This website works better with desktop in both themes, for mobile devices please change to light theme.

Support Vector Machine#

References#

[1]:
import numpy as np
import pandas as pd
import matplotlib.pyplot as plt
import seaborn as sns
from matplotlib import style

plt.style.use("fivethirtyeight")

%matplotlib inline

Assumptions#

  • Binary Classification y = {-1, 1}

  • Data is linearly Separable

Concept#

hyperplane

  • Defining a linear classifier \begin{align*} h(x) = sign(w^T x + b) \end{align*}

  • binary classification with labels -1 and +1

  • Typically data is linearly separable and there exist a plane with dimension n - 1 (where n is dimenstion of column space). This plane is defined by Maximum Margin Hyperplane (Hyperplane is a subspace whose dimension is one less than its ambient space)

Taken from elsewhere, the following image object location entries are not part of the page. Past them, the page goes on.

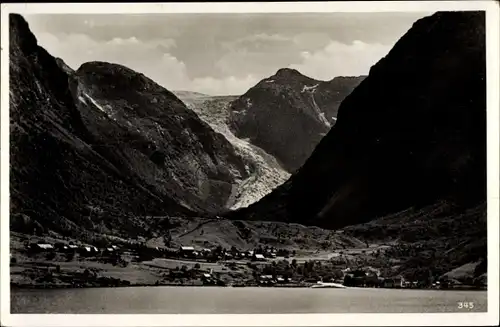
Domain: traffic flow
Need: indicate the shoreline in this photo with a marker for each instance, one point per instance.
(15, 286)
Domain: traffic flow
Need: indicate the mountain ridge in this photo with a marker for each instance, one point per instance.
(288, 113)
(397, 151)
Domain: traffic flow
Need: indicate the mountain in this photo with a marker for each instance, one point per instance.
(265, 173)
(411, 135)
(288, 114)
(97, 149)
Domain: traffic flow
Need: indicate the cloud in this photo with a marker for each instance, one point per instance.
(340, 59)
(149, 57)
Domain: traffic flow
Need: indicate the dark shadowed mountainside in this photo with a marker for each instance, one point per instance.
(288, 113)
(94, 149)
(412, 134)
(265, 173)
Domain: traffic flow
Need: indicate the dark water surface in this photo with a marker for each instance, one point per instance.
(223, 300)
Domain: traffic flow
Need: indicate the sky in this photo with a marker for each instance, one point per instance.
(224, 54)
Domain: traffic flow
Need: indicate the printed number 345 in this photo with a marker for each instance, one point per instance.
(465, 305)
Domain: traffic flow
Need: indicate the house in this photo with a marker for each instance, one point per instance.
(280, 280)
(394, 282)
(187, 251)
(259, 257)
(266, 279)
(88, 250)
(41, 247)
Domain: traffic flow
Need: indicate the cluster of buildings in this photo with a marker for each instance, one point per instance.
(223, 254)
(84, 250)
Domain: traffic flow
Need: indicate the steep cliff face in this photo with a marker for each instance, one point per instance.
(265, 173)
(77, 162)
(411, 134)
(156, 138)
(288, 113)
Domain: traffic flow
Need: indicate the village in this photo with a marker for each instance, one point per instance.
(50, 266)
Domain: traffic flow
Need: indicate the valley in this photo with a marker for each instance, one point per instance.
(384, 172)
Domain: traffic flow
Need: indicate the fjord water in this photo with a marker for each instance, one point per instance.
(209, 300)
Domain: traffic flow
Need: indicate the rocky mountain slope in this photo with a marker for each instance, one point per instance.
(412, 134)
(265, 173)
(93, 150)
(288, 113)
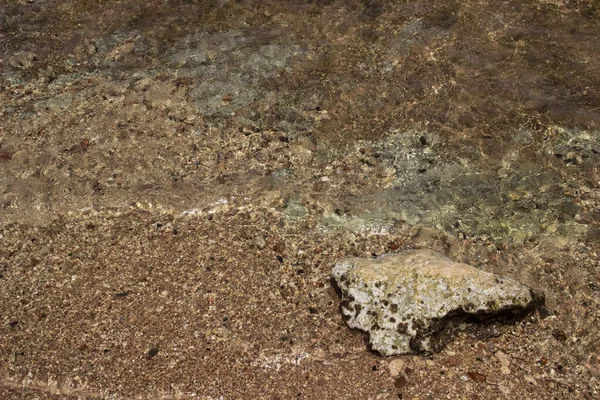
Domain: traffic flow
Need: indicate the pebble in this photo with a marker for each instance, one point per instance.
(395, 367)
(503, 358)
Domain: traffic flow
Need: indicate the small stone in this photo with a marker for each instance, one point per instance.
(413, 301)
(560, 335)
(476, 376)
(400, 382)
(395, 367)
(503, 358)
(152, 352)
(260, 242)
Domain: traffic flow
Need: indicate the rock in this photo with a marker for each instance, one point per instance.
(395, 367)
(413, 301)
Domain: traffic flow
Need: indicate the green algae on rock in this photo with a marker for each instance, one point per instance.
(408, 302)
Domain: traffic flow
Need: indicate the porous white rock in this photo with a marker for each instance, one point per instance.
(412, 301)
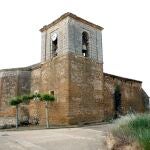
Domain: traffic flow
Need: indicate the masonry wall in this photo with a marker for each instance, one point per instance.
(131, 95)
(52, 75)
(75, 30)
(13, 82)
(61, 29)
(86, 90)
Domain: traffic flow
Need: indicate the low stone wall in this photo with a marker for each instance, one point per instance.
(6, 122)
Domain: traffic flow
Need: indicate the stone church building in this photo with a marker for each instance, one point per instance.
(71, 69)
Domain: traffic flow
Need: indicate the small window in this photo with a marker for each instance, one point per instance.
(54, 39)
(52, 93)
(85, 44)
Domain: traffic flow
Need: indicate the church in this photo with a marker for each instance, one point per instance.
(71, 68)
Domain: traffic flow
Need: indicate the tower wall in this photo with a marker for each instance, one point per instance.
(61, 29)
(75, 30)
(86, 90)
(13, 82)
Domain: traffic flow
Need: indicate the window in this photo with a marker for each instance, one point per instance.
(54, 44)
(85, 44)
(54, 47)
(52, 93)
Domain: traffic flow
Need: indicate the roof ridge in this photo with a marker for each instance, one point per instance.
(69, 14)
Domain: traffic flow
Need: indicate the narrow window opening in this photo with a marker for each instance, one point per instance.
(52, 93)
(85, 44)
(54, 47)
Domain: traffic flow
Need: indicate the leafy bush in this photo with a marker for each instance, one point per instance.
(47, 97)
(133, 128)
(15, 101)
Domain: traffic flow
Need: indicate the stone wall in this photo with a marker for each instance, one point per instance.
(13, 82)
(86, 90)
(52, 76)
(76, 28)
(131, 94)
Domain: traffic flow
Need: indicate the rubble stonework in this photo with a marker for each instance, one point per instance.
(83, 92)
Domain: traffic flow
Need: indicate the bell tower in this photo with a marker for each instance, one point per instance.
(73, 46)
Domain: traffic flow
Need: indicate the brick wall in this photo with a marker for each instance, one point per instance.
(131, 94)
(86, 90)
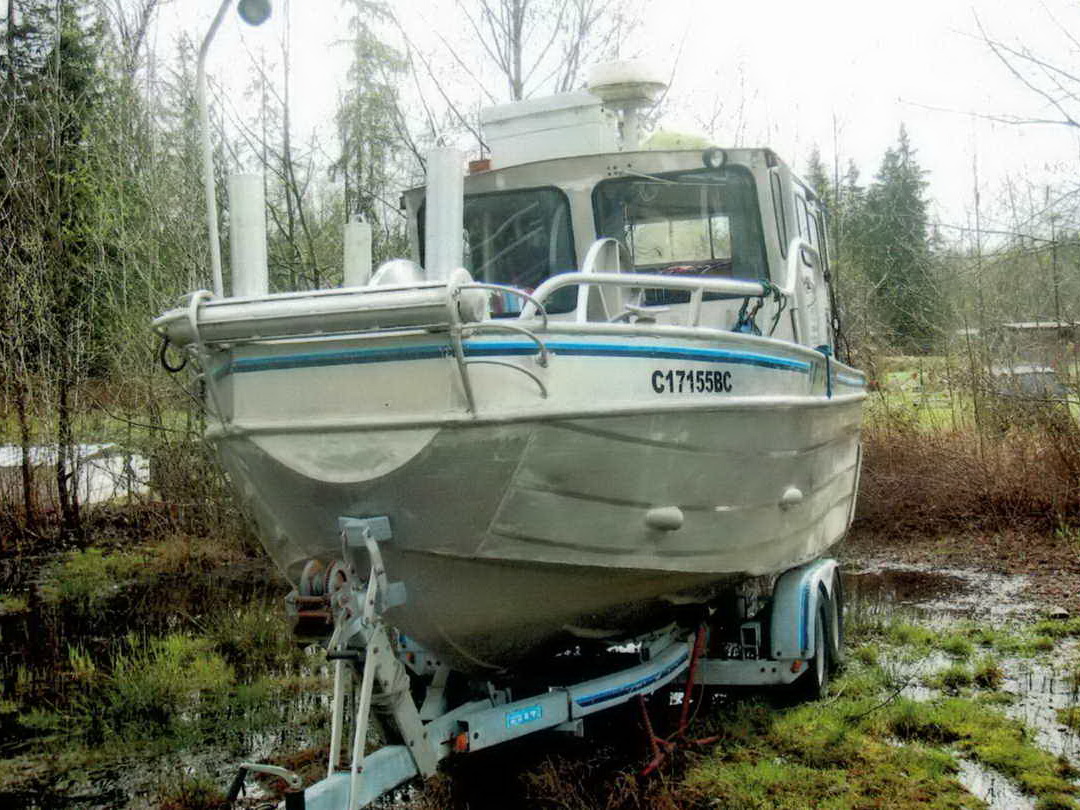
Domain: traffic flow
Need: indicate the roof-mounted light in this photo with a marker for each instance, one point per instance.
(254, 12)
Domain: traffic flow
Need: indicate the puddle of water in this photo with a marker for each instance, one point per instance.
(943, 592)
(1040, 686)
(997, 791)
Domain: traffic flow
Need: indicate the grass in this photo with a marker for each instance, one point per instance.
(952, 678)
(84, 580)
(987, 737)
(820, 755)
(11, 605)
(988, 673)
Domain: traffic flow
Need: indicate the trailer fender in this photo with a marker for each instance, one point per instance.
(795, 601)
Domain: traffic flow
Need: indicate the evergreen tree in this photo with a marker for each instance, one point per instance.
(818, 178)
(372, 129)
(890, 243)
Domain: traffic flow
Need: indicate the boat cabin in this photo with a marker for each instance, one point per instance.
(532, 211)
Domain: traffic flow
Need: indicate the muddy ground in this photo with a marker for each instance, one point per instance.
(1045, 567)
(941, 583)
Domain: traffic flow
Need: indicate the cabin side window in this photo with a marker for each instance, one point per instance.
(693, 224)
(517, 239)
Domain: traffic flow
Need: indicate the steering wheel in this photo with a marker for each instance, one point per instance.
(597, 302)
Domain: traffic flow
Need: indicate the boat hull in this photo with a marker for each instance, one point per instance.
(515, 530)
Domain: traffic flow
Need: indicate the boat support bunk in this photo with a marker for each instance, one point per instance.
(805, 631)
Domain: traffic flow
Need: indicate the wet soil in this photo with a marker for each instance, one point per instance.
(1033, 571)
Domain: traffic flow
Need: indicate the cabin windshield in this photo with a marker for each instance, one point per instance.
(703, 223)
(520, 239)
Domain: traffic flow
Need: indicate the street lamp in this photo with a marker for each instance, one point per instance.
(253, 12)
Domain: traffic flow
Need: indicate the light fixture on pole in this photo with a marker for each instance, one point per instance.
(254, 12)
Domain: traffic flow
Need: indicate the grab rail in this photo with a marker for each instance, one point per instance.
(729, 287)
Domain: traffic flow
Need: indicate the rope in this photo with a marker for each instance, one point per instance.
(746, 322)
(164, 360)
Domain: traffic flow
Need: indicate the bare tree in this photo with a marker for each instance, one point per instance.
(542, 45)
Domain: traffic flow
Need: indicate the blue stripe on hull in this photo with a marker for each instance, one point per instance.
(487, 349)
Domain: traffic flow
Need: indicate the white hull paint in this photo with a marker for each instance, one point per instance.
(525, 521)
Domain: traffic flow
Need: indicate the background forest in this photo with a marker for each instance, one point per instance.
(111, 608)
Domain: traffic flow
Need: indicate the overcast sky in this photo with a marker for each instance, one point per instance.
(785, 71)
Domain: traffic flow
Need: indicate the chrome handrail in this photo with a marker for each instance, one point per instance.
(514, 328)
(730, 287)
(512, 291)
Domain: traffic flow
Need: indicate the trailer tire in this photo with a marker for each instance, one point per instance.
(813, 683)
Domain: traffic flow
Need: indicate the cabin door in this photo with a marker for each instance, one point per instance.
(811, 295)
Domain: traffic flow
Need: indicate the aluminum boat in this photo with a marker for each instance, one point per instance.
(603, 387)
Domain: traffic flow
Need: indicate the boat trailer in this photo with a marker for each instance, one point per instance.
(805, 628)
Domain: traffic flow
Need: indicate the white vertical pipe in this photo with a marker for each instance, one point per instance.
(207, 152)
(358, 254)
(247, 235)
(444, 215)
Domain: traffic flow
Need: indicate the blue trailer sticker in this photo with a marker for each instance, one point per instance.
(523, 716)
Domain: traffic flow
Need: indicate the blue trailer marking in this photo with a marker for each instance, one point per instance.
(619, 691)
(523, 716)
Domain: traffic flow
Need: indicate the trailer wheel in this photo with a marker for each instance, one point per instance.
(814, 682)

  • This mentioned Hyperplane is denoted by \(H\) or \(\mathcal{H}\), is defined by \(\vec{w}\)

  • As perceptron also creates a hyperplane between the classes to linearly separate them. but it is needed to create a hyperplane that is optimum.

  • In above diagram we can see 3 hyperplanes. hyperplane 2 and 3 also separates the classes, but the test data point is wrongly classified with hyperplane 2’s scenario. In essence, explaining that plane 2 and 3 are not generalized or optimum solutions.

Maximum Margin Hyperplane#

  • The plane maximizing the distance to the closest point from both classes

  • Hyperplane is good if it maximizes the margin (which is minimum distance from both classes)

Margin#

margin_diag

Hyperplane is defined by \(\vec{w}\) as

\begin{align} \mathcal{H} &= \{x | w^T x + b = 0\} \end{align}

Lets consider there is a point x, where \(\vec{d}\) is vector from Hyperplance \(H\) to x representing minimum length.
Here \(x_p\) is projection of x onto Hyperplane \(H\)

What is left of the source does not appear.